Q.: What were some of the significant lessons you had to learn early going of running the business?

A.: Other vital steps I took when I first launched the business included getting to know wholesalers as well as your products, knowing how much product to have on hand and not over-order fresh products, and knowing what is trending. Customers want something that is going to last and they want value. Those are my two key things when handling orders for flowers. When customers spend $40 or $50, they want it to look like they spent $40 or $50. The shop features fresh flowers, a large variety of containers and plush. I am just bringing back tuxedos after a two-year hiatus, and also do events that include weddings, birthdays, anniversaries, celebrations of life and holidays.

Q.: How did you initially develop a passion for flowers and plants?

A.: Believe it or not, I used to tear up my mother’s flower garden and rearrange everything. I just always have had a love for working with plants and flowers. When I was in high school, I went to BOCES for horticulture. I enjoyed it so much that I went on to college for horticulture. I went to SUNY Morrisville and loved it. It was the best two years of my life. It was just a great program and I really got a lot out of it. It definitely gave me a little bit of a backbone and something to fall back on. With the degree, you can work as a state inspector, florist, or landscaper and go in any direction you like. I still do a little landscaping at home but that is not as interesting to me as flowers.

Q.: Do you enjoy being a business owner?

A.: Everyone thinks running your own business is fun, but the work doesn’t stop at 5 o’clock. I like all aspects of it, except holidays are a little bit nuts because there is not much family time. We are here until 1 or 2 in the morning, and your family time suffers a little bit. I like to think I make it up after the holidays. That’s just the way it is.

Q.: Does running a business too tough on your family life?

A.:  I recently got remarried to Rick Jones, who has two adult children. It took him awhile to try to determine what time I was coming home on holidays, because I really don’t know at times. It could be 10, 2 or all night. I get extra help during the holidays for deliveries, and my husband fills in as well.

Q.: What have been the keys to your success and longevity?

A.: The keys to my success involve the ability to move quality product and not feature the same things all the time while keeping it fresh. I think sometimes more people come in to see my dogs than anything else. I am a dog lover, and try to carry things for dog owners. I also let customers control how much they would like to spend.

Q.: How do you keep a competitive edge over other businesses that are doing the same thing?

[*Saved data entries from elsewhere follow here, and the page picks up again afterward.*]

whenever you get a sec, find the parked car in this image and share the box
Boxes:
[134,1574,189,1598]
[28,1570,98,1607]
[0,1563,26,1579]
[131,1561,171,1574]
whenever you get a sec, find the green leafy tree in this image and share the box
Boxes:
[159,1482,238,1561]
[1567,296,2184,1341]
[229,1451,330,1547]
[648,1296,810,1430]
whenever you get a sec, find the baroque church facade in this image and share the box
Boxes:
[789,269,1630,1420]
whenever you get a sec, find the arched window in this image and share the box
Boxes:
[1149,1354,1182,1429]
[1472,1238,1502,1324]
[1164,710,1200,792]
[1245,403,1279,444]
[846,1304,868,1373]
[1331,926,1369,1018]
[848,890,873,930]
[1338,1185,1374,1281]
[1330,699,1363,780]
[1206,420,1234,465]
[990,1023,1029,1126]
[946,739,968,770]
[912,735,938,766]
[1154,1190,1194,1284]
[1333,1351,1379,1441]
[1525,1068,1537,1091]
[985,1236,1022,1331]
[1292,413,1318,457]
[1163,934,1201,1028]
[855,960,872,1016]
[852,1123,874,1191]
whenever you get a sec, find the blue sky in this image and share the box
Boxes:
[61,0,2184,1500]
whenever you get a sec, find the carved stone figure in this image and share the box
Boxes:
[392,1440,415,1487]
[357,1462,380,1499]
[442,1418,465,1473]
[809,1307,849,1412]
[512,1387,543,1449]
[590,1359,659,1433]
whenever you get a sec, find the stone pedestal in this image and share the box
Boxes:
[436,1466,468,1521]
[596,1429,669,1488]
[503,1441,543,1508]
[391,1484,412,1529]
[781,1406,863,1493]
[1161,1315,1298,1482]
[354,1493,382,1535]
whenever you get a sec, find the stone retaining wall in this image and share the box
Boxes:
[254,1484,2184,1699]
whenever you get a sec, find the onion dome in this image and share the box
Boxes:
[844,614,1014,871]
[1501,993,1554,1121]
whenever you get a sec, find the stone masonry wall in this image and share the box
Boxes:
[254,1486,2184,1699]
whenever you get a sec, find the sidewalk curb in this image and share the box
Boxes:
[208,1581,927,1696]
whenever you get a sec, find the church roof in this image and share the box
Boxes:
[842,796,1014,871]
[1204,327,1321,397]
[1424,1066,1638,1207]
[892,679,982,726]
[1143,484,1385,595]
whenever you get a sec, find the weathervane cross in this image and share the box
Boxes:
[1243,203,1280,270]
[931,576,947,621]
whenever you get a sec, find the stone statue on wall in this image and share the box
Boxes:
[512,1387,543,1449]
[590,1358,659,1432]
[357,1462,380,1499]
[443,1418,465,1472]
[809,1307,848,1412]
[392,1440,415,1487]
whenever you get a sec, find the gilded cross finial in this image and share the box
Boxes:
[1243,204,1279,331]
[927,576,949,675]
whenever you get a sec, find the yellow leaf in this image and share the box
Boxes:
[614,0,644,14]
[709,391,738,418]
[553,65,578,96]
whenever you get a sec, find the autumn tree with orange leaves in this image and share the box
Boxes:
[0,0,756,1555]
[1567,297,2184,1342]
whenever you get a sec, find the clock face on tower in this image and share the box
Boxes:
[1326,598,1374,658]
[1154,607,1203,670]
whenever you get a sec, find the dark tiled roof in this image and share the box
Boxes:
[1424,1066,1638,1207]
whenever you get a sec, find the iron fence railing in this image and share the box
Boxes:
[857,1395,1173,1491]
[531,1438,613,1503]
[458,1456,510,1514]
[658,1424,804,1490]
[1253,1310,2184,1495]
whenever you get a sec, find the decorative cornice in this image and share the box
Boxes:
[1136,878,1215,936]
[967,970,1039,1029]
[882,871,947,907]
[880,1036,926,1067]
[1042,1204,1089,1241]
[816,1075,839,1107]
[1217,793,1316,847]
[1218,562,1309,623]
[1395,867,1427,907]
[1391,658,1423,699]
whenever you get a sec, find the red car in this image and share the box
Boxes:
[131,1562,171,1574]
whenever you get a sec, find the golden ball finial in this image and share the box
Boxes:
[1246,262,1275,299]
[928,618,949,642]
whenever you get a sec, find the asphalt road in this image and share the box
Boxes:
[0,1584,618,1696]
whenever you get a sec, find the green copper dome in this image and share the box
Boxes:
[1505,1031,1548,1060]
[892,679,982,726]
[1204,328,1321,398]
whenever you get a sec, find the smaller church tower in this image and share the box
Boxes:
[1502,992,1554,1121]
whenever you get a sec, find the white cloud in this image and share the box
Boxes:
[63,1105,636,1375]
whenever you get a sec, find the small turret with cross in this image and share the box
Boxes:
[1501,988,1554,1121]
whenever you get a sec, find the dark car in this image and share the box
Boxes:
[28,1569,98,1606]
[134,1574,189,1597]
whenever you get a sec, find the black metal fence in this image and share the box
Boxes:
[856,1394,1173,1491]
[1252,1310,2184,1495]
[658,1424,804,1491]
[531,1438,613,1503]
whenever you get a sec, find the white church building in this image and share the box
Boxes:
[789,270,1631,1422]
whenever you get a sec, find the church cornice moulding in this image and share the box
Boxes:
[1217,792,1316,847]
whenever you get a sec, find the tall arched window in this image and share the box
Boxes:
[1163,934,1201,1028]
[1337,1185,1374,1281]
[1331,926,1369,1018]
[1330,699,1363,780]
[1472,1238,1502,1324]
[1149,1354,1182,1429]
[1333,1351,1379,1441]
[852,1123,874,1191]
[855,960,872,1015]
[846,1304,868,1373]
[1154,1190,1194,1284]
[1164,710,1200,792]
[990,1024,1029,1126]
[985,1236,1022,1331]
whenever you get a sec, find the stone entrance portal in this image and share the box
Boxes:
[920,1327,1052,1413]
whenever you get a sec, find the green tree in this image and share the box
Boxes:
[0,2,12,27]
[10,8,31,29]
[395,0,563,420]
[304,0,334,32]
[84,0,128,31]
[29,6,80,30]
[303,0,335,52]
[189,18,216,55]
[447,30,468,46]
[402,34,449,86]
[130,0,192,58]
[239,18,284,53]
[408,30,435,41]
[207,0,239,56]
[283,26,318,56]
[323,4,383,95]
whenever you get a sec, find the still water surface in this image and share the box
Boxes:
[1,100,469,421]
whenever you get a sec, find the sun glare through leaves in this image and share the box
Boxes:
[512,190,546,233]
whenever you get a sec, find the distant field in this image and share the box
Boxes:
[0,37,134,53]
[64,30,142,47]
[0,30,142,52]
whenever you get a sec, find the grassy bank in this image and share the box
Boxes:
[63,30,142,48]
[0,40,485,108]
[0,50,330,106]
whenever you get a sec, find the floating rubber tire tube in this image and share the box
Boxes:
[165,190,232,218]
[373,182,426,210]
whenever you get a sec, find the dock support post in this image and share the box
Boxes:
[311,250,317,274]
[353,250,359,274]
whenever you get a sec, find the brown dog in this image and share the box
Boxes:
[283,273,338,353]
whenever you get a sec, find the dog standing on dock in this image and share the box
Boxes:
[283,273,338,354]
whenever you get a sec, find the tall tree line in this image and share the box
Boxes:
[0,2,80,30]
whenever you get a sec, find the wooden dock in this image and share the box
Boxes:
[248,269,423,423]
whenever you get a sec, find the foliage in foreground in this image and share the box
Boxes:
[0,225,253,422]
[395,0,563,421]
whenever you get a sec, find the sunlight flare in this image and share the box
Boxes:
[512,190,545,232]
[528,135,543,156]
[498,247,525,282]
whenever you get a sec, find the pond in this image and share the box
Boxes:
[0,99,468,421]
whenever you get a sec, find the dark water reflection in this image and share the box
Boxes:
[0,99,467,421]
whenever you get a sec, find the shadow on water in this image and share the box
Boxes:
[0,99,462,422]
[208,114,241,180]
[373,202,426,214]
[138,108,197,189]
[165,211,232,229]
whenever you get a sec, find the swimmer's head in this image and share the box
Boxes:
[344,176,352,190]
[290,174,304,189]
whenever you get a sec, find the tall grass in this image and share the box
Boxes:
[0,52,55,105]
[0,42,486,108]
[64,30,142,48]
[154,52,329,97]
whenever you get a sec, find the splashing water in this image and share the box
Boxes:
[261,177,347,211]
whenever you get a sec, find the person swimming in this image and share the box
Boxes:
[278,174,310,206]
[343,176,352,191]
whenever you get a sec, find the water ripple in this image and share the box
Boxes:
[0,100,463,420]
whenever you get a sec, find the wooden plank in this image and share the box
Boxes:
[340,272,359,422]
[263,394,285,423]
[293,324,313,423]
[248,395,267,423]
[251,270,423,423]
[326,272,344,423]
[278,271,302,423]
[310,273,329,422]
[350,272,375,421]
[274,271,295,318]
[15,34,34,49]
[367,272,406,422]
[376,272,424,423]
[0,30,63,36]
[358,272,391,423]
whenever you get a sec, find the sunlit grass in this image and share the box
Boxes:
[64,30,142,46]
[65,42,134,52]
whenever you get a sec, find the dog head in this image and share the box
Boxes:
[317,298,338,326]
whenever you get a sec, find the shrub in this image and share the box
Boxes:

A.: My only business is customer service. Everything is easy past that. People who deliver excellent customer service are a dying breed. There is a little bit of a drawback because everyone who calls wants to talk to me. I do have an office manager and part-time worker who designs, but everyone expects to see and talk to me here. Even if you don’t talk to me, I’m still going to attend to your order. I am the main designer and I do almost everything myself. In terms of grocery stores, there is just no customer service there and no delivery. I don’t feel they are on a competitive level with me.